Thursday, June 23, 2011

THE TREE OF LIFE


The enigmatic Terrence Malick strikes again.  I watched this last weekend at the Michigan Theater in Ann Arbor, amidst a decently populated house.  The majority of the audience came to see a new Brad Pitt and/or Sean Penn film, and were wholly unprepared for what was in store.  Well, really, we all were.  Even with my knowledge and experience of Malick's previous works, I sheltered myself from the hype enough that I wasn't sure where he was taking me on this particular trip.

It turns out that he was making the film that his entire career has been building up to - the summation of all of his works, spanning from the dawn of time to the land beyond death.  I'm fascinated to see where he goes from here, because I would be shocked if he were able to go bigger.  But hey. . .  Kubrick followed up 2001 with A Clockwork Orange, so. . .  Is it time for Malick to do his Richard III?  We'll just have to wait and see. (He's already been filming a new movie, starring Ben Affleck, but as per usual no one knows what it's really about.)

A lot of directors use fast-paced editing, and I usually hate it.  I like my films to be fairly "neat" in construction, and a film moving at the speed of a freight train is often jarring to me, and lacking emotional heft.  Some few, great directors pull it off nicely - the aforementioned Kubrick with Clockwork; Scorsese with The Departed - and Malick uses his editing in a similarly unique way.  He shows us snippets of scenes, traces of intimate moments; and besides the plot of this film, it's that element I believe people find the hardest to wrap their heads around.  The point is this. . .  Each moment in the characters lives are like pieces of a puzzle; pieces which, when placed end to end, are revealed as parts of a greater truth.  In Tree, we're watching a man's life flash before his eyes.  But not only his life - also everything that led to his creation, and every consequence of his decisions thereafter.

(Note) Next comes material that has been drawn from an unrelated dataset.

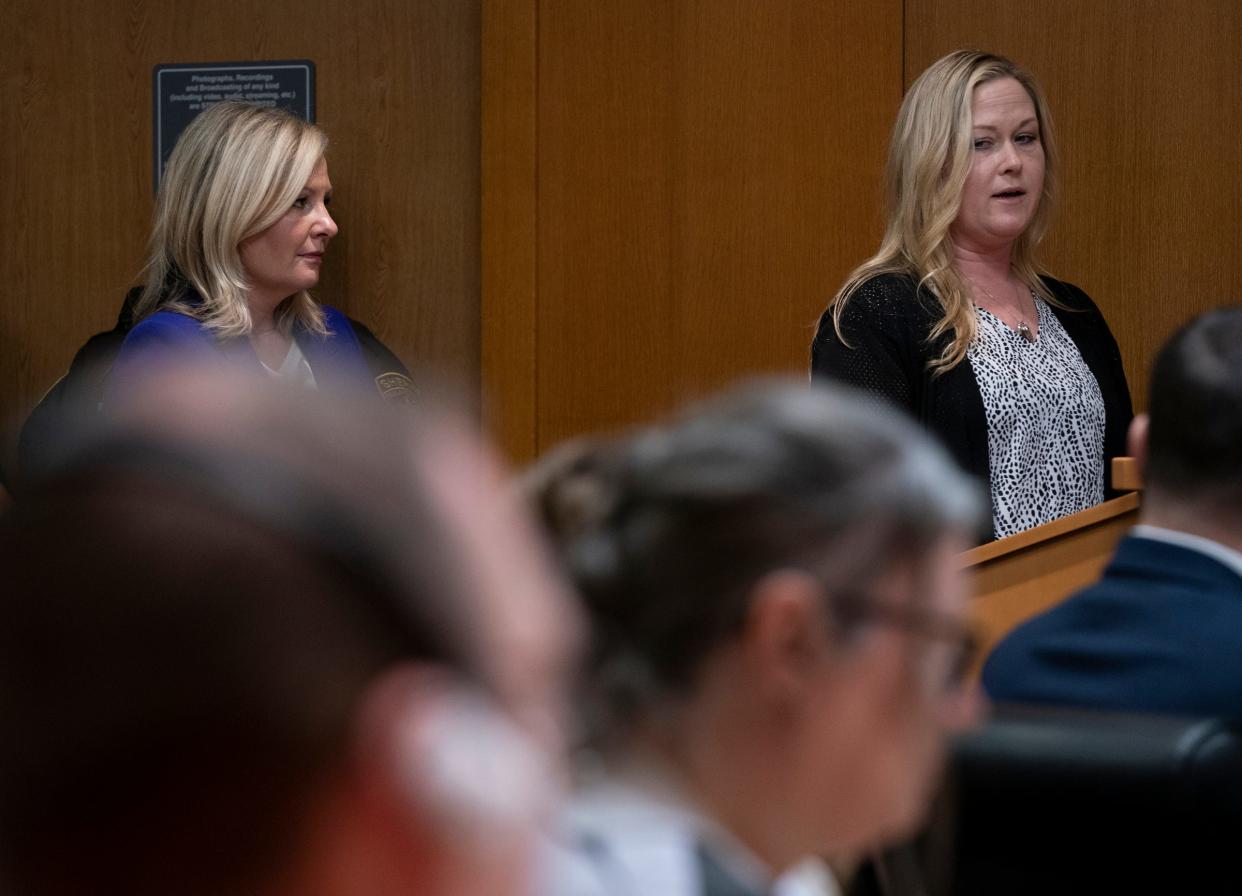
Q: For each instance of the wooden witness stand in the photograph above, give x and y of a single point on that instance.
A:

As I've said before - you don't watch Malick for the narrative.  He's a poet, using the cinema in its purest possible form.  Not only is this my favorite film of the year so far, but its my favorite that I've seen since Where The Wild Things Are.

ECSTATIC ABOUT

1 comment:

  1. I could only watch this movie up until the dinosaurs.....I had no clue where it was going. I didn't have the patience to sit through it. But I just wondered what the hell it was supposed to mean. Thanks for explaining this to me.